The Beginner’s Guide: An Overview

Before I get started let’s go over a few disclaimers: First, this article isn’t actually a guide for anything – it’s discussing the game titled “The Beginner’s Guide”. Second, this game is 100% story driven, so while I’m going to do my best not to reveal anything too critical, it’s pretty much impossible for me to completely avoid spoilers. READ AT YOUR OWN RISK!

Many gamers are familiar with “The Stanley Parable”, the small yet compelling meta-game created by indie developer Davey Wreden. Its dry humor and unique way of turning gameplay and storytelling tropes in on themselves captured people’s hearts in a fun way that made us all think about the games we play and the stories we consume. What some people may not realize is that several years later Mr. Wreden released another title to the masses – “The Beginner’s Guide”.

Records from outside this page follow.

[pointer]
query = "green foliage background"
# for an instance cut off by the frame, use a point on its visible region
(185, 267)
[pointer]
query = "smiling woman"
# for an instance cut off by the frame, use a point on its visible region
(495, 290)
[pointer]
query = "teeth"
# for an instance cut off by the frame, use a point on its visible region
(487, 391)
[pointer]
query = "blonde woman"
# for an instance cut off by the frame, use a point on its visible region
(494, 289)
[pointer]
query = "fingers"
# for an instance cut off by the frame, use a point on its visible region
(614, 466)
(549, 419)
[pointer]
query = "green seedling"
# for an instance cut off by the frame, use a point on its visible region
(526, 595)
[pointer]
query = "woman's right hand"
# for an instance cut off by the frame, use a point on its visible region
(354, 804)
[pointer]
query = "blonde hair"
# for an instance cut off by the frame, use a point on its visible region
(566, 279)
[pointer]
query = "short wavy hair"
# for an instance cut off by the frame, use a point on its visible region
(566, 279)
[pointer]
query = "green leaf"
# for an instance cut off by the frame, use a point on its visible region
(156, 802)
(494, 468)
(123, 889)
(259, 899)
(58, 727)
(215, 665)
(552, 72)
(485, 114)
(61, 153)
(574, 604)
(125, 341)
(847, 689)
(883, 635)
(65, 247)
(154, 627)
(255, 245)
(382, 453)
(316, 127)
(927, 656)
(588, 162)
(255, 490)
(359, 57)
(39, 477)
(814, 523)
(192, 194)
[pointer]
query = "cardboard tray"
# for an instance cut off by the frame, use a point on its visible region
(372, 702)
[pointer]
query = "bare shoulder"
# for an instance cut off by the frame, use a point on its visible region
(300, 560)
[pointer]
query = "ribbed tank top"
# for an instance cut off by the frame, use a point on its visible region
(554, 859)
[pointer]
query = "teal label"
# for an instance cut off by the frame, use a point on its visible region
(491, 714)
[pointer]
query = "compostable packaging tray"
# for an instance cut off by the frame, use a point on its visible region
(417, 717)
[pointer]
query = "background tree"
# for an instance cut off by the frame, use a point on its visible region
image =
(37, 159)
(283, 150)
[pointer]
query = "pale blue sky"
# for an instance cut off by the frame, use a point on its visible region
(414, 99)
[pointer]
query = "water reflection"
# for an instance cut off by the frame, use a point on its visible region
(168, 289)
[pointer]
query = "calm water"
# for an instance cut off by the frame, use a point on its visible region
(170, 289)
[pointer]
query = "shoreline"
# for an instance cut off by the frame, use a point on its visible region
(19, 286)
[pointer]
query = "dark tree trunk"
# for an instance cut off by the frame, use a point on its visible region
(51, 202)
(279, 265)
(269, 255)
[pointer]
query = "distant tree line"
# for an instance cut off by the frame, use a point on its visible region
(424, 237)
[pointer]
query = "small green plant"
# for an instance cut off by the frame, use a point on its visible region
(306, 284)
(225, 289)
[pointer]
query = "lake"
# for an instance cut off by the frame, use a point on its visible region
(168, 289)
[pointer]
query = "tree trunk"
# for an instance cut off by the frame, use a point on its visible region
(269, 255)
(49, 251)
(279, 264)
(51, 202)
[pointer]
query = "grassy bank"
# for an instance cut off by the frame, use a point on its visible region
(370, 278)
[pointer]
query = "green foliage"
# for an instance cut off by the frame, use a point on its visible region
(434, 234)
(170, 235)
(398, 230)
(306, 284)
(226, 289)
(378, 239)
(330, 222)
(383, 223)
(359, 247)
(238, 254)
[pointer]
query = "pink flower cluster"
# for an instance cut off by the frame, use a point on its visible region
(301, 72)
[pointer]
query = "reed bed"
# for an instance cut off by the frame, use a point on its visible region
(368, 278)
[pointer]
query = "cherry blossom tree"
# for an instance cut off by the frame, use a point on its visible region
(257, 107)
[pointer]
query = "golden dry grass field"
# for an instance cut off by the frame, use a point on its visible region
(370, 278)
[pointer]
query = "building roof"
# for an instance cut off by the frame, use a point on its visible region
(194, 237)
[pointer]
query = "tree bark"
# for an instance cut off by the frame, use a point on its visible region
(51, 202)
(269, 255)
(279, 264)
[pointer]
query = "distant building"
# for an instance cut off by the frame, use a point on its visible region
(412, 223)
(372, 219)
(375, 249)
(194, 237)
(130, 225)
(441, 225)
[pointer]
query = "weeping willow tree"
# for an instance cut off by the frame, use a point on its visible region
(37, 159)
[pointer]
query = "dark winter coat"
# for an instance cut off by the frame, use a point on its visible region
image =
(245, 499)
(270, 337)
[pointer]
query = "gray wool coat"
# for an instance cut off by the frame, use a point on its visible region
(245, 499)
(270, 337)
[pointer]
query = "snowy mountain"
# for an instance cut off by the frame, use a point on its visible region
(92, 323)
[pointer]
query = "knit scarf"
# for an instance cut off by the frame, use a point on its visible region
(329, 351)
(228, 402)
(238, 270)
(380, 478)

The Beginner’s Guide isn’t truly a “game” in the classic sense of the word – it’s what has come to be known as an “environmental narrative” or (more perjoratively) a “walking simulator.” If you’re not familiar with either of those terms all it means is that instead of a “normal” gameplay objective like solving puzzles or defeating enemies, you are instead immersed in an environment and invited to experience a story first hand from the protagonist’s eyes. Other examples might be Firewatch or “Everybody’s Gone to the Rapture” – they blur the line between a video game and a more static form of media such as a movie.

But let’s not quibble over terminology, let’s talk about the game itself: In the Beginner’s Guide, a possibly-fictionalized version of Davey narrates for you as he presents you with small “games” that his possibly-fictional friend Coda had created. Early on Davey informs us that Coda really only makes these games for himself – he has little interest in creating something fit to be released to the public. The game maps that we’re shown at the beginning appear to fit this narrative: they’re full of bugs sloppily placed assets, and some of them aren’t even playable without Davey “fixing” them for you in the background. Davey invites us to view each of the games and attempt to try to understand Coda through them. If that all sounds very high-concept and artsy then you’re right – it is. But it does have a purpose: as we continue on the games appear to take on a darker and darker tone, and Davey reveals to us that there may be more going on than just Coda being introverted.

Unfortunately, I can’t really say more about the plot without spoiling the entire thing for you, and I REALLY want to encourage you all to play it for yourself, or at the very least watch one of the countless Let’s Plays that youtubers have done. It is one of the most raw and emotional experiences I’ve had with a video game, and it’s the ONLY game that’s ever compelled me to spend hours after the fact reading up on art theory and discussing with others the various ways the story might be interpreted. Even if you’re not the artsy type and even if you prefer your games not be so dense, you still owe it to yourself to experience The Beginner’s Guide at least once. Seriously – it’s only an hour and a half long, what do you have to lose?